Many web sites are accessed by hundreds of thousands of users on a daily basis. To support such a large volume of access, many web sites typically are hosted on a large number of web servers. Each web server has the software and data needed to respond to each access. When a web site receives an access request, the request is distributed to one of the web servers for servicing. Various load-balancing techniques are used to help ensure that requests are serviced in a timely manner by a web server.
It is important that each web server has the same software and data so each request can be serviced in a uniform manner. For example, if users can purchase products through a web site, then each web server for that site would have access to a catalog of the available products that includes product descriptions and pricing information. Each web server may have access to its own copy of the catalog or a copy shared with some of the other web servers. If each copy of the catalog was not the same, then a user might receive different pricing information depending on the web server to which their request happens to be distributed. To prevent such undesirable inconsistencies, all copies of catalogs typically are updated at the same time and, because catalogs can be very large, they generally are updated only on a periodic basis. For example, the pricing information of a catalog may be updated once a day at the same time for each copy.

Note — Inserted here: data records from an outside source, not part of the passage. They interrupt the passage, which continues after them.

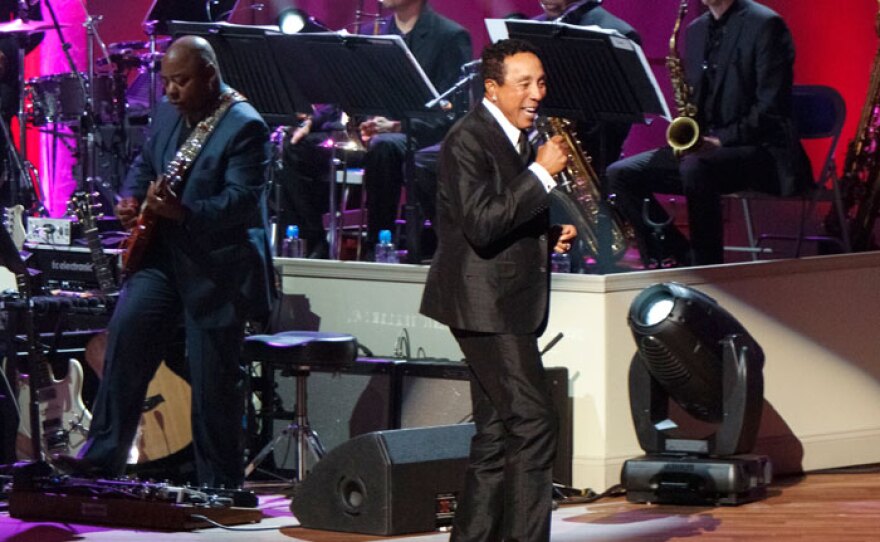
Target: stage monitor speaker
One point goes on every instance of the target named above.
(438, 393)
(387, 482)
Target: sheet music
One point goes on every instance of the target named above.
(497, 29)
(398, 41)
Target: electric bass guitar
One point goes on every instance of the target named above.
(62, 420)
(83, 207)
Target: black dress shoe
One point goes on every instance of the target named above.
(76, 466)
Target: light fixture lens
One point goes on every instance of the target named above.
(658, 310)
(291, 22)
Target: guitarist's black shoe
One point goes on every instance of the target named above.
(76, 466)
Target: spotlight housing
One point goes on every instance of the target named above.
(692, 352)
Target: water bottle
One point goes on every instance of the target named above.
(386, 252)
(560, 262)
(293, 246)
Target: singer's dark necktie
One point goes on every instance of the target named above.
(523, 147)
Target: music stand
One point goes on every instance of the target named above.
(593, 75)
(364, 75)
(246, 63)
(162, 12)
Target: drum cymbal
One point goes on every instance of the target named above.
(17, 26)
(138, 44)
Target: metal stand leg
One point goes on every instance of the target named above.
(304, 438)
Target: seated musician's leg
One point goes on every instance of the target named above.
(304, 183)
(708, 175)
(383, 178)
(637, 178)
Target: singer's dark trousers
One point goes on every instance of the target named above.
(143, 324)
(702, 177)
(508, 493)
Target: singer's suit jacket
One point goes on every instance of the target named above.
(489, 273)
(751, 98)
(220, 254)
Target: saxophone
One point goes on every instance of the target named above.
(683, 132)
(580, 184)
(861, 171)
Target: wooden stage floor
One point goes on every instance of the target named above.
(839, 505)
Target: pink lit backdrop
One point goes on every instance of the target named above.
(835, 42)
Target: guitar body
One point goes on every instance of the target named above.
(137, 243)
(63, 416)
(165, 427)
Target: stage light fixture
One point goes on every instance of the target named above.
(295, 21)
(692, 352)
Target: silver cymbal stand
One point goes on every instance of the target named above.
(90, 118)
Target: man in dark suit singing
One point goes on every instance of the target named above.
(489, 283)
(207, 268)
(739, 61)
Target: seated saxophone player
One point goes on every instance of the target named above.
(739, 61)
(440, 46)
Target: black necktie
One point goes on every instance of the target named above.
(523, 146)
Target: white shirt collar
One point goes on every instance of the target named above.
(511, 131)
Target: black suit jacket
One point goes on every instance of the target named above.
(489, 273)
(440, 46)
(220, 253)
(751, 99)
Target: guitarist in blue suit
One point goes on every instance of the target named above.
(206, 267)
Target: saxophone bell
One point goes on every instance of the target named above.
(682, 134)
(580, 190)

When the data on a web server is updated only periodically, there may be times when the data on the web server may not be what the web site operator wants because of the delay inherent in making only periodic updates. For example, if the pricing information for a catalog is only updated once a day, then the price of a given product cannot be changed more frequently to address market conditions. Thus, if a competitor of a web site lowers the price of a product just after the pricing information for that product has been updated in the catalog, the web site would need to wait 24 hours before lowering its price in response to the competitor's lower price.
Some data used by a web site changes so frequently that each web server cannot rely on its own copy of infrequently updated data. For example, the inventory for many products can change very rapidly as orders are placed and additional inventory is received. Typically, such data is stored at a central location (e.g., a database server) that is accessed by each web server as needed. The storage of such data at a central location, however, creates the possibility of a bottleneck that may slow the responsiveness of a web site as access to it increases. In addition, as access to a given web site increases, it might be prohibitively costly to increase the capacity of the web site to support additional web servers in part because the storage of data only at a central location is not particularly scalable.
It would be desirable to have a technique that would allow for each web server to have access to a local copy of the data to avoid bottlenecks, to have such data updated on a real-time basis, and to ensure that each copy of the data is relatively consistent.